"Not know it?" said Mrs. Laval, holding her back to look at her. "Why, child, you have grown thin!"
"It's the hot weather, Aunt Candy says."
"And pale!" said Mrs. Laval. "Yes, you have; pale and thin. Have you been ill?"
"No, ma'am," said Matilda; but her eyes were watering now in very gladness and tenderness.
"Not ill?" said the lady. "And yet you are changed,—I do not know how; it isn't all thinness, or paleness. What is the matter with you, dear?"
"Nothing—only I am so glad," Matilda managed to say, as Mrs. Laval's arms again came round her. The eyes of mother and son met expressively.
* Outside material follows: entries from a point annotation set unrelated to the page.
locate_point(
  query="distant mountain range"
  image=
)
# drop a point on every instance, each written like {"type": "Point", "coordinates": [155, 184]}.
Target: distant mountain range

"I don't like to see people cry for gladness," whispered the lady. "That is being entirely too glad. Let us go and see where you are to live while you are with me. Norton, send York up with her box."
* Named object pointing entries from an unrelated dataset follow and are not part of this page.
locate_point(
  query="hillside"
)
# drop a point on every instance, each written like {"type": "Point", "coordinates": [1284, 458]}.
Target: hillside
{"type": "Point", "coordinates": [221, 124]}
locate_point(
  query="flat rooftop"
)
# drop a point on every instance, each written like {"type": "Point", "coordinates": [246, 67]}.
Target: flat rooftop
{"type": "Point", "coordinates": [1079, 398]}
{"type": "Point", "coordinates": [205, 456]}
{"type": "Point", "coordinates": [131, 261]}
Matilda shook herself mentally, and went up-stairs with Mrs. Laval. Such easy, soft-going stairs! and then the wide light corridor with its great end window; and then Mrs. Laval went into a room which Matilda guessed was her own, and through that passed to another, smaller, but large enough still, where she paused.
"You shall be here," she said; "close by me; so that you cannot feel lonely."
"Oh, I could not feel lonely," cried Matilda. "I have a room by myself at home."